Just before heading out the door to the church, I decide to go to the bathroom. Without doing anything that should clog the toilet – it clogs. I kid you not when I say that I began to really feel attacked about this point. I began to recognize what was happening. I began to realize that what I was planning to say in this class was really attempting to be shut down. I started claiming scripture. “I can do all things through Christ who gives me strength.” “No weapon formed against me shall stand.” The toilet unplugged. Off to church.

Wednesday the youth had a special time planned of going to Putters to do mini-golf and laser tag. Hannah is not interested in going as laser tag messes with her. Normally when she can’t do youth group she goes into worship with Barry or stays home with me (if I am not teaching). She can’t be without supervision. Our sweet youth pastor’s wife volunteered to hang out with her during the class time. One problem: we had so many kids show up that they needed extra drivers and she got recruited. Hannah ended up sitting in on my class.

I realize as I am getting ready to start that I am really starting to lose my voice. I had already begun to thank God for the fact that I have a microphone to use while I speak. It’s a big group. Somewhere along the way, I kid you not: the microphone dies. Batteries are dead. Weird.

Friend, I could go on, but here’s what I know: When I feel like I am making the most gains for my spiritual growth, or when I feel like I am at a place where I am helping others to grow, I am most attacked. Things are put in my way to prevent the message from being shared.

As I sit here this morning – true story – I am having to tune out a stupidly loud gurgling/grinding noise that my water feature out back is creating. It does this when it is low on water. Except, I filled it last night. I filled it so that this wouldn’t be a distraction this morning. Does this make sense? What am I doing? I am spending time with my Father. I am writing to encourage His people. All the while I am being annoyed by the sound.
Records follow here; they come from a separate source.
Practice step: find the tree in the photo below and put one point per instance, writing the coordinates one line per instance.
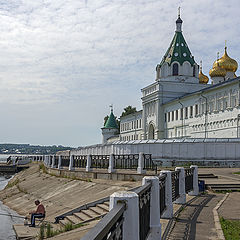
(128, 110)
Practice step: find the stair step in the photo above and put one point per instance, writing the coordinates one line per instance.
(103, 206)
(98, 210)
(106, 203)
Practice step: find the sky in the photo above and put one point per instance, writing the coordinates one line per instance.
(63, 62)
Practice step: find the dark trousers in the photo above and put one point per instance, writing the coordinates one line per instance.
(36, 215)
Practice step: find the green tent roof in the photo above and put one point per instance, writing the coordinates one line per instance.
(178, 51)
(111, 122)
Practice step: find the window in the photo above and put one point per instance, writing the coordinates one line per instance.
(196, 109)
(186, 112)
(168, 116)
(175, 69)
(194, 71)
(191, 111)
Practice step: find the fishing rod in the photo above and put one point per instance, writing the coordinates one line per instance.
(10, 215)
I have good news. God is bigger than our greatest attacks. His strength is what gets us through. Not our strength, His strength. I was reminded this morning that while Satan may attack, his future is mapped out. “The God of peace will soon crush Satan under your feet. May the grace of our LORD Jesus be with you.” (Romans 16:20) It was just what I needed to be reminded of.  It’s true. “No weapon formed against me shall stand.” “I can do all things through Christ who gives me strength.” Why? “I lift my eyes unto the hills, from where does my help come? My help comes from the LORD, the maker of the heavens and the earth.” I can press on. My God is bigger.

Blessings!

This Post Has One Comment

  1. Theresa Fackrell

    Thank you Michelle. This a reminder that the road blocks are not from God. But he will help us through them.